Si l'on s'en tient à la stricte définition du FMS selon les critères
de l'ACR (American College of Rheumatology) de 1990, il existe de
fortes preuves objectives de l’origine de l’état douloureux chronique
fibromyalgique. Grâce aux techniques de neuro-imagerie fonctionnelle cérébrales, aux
dosages biochimiques du LCR et aux expériences de stimulation
douloureuse provoquée, il apparait possible de redéfinir le FMS comme
l’expression somatique d’un dérèglement du traitement cérébral et
médullaire de la douleur nociceptive sans lésion tissulaire
périphérique. Voir articles : Voir diaporama : "Apport de la neuro-imagerie fonctionnelle à la compréhention du syndrome de fibromyalgie (FMS)" Dr Jean-François Marc Traduction : « Les articles sur le syndrome de
Fibromyalgie commencent généralement par préciser que « la cause du
FMS n'est pas connue ». Cette affirmation n'est plus justifiée. Ne confondons pas cause et facteur déclenchant ou d’entretien. On retrouve dans les causes déclenchantes une vulnérabilité au stress physique ou psychologique, acquise ou génétique (formes familiales, polymorphisme des gènes de neurotransmetteurs sérotonine dopamine…) Les troubles du sommeil sont essentiels dans
l’entretien et le dérèglement de l’homéostasie des horloges internes
de la gestion de la douleur médiée par le neurotransmetteur sérotonine. Ces anomalies consistent en un sommeil lent profond (stade 4, ondes
delta) perturbé par des réveils multiples (stade éveillé au repos
sensoriel yeux fermés type somnolent relâché selon la classification
de Rechtschaffen et Kales, ondes alpha) avec modification profonde de
l’architecture du sommeil.

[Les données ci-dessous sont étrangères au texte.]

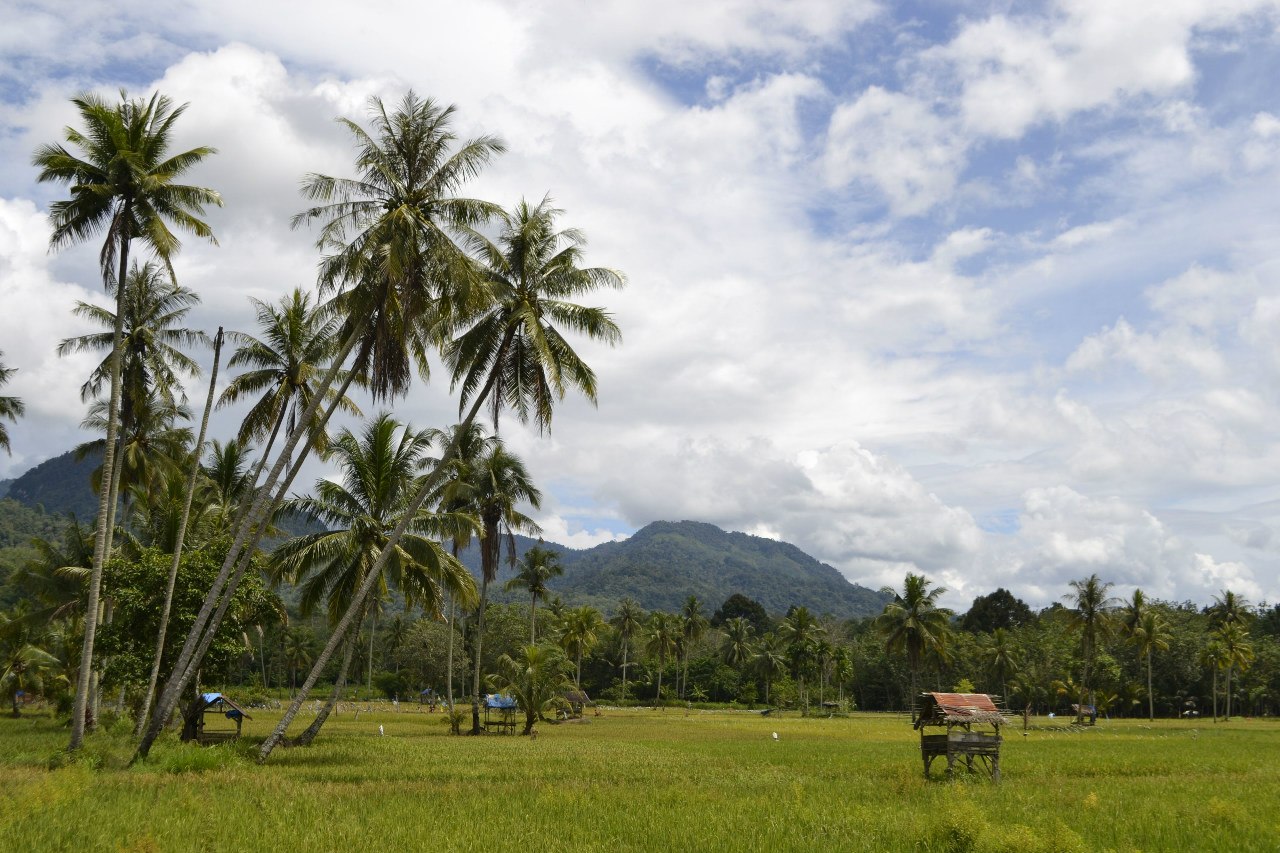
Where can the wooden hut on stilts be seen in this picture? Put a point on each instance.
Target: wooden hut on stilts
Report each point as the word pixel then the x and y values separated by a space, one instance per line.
pixel 958 714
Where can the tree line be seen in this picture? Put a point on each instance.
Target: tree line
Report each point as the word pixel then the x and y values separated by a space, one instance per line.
pixel 176 575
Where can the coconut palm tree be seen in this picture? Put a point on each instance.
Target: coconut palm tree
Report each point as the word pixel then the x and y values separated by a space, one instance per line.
pixel 536 678
pixel 915 625
pixel 380 470
pixel 691 630
pixel 663 641
pixel 801 632
pixel 629 621
pixel 499 484
pixel 1000 656
pixel 1091 616
pixel 769 661
pixel 10 407
pixel 1237 655
pixel 535 569
pixel 1151 634
pixel 283 368
pixel 579 635
pixel 123 182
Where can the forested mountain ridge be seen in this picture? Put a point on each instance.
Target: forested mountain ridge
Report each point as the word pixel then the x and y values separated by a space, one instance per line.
pixel 659 566
pixel 664 562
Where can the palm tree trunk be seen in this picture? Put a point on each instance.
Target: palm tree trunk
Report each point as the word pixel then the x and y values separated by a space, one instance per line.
pixel 1151 697
pixel 248 532
pixel 106 498
pixel 178 543
pixel 476 644
pixel 429 484
pixel 373 634
pixel 310 733
pixel 448 657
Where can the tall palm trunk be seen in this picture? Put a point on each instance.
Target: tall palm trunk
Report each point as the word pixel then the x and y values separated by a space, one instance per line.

Elles sont enregistrables par polysomnographie (tracé «alpha delta
») et hypnogramme mais en réalité ne sont pas souvent utilisés en
pratique courante car faciles à retrouver par l’interrogatoire dirigé
(la patiente n’exprimant pas toujours des anomalies souvent
précessives anciennes auxquelles elle s’est habituée mais qui se sont
soit récemment sournoisement aggravées dans les formes à début
progressif soit brutalement dégradées dans les formes à début rapide). Dans les facteurs de pérennisation, surtout pour
les formes chroniques à évolution désespérante une cause
psychologique voire psychiatrique doit être recherchée et un soutien
adapté par un professionnel doit être proposé. 30% des patientes fibromyalgiques développent une dépression secondaire, 10 % ont un facteur déclenchant psychiatrique de la petite enfance, et les autres ? A l’inverse très peu de patients dépressifs développent un
tableau clinique précis de Fibromyalgie, même ceux qui se plaignent de
douleurs diffuses n’ont pas les points tendinomusculaires d’examen
clinique de Yunus . La neuro-imagerie fonctionnelle a permis de prouver que
l'hyperalgésie à la pression du FMS est indépendante des activations
neuronales constatées dans le syndrome dépressif. Il appartient pour certains au syndrome somatoforme (SSF)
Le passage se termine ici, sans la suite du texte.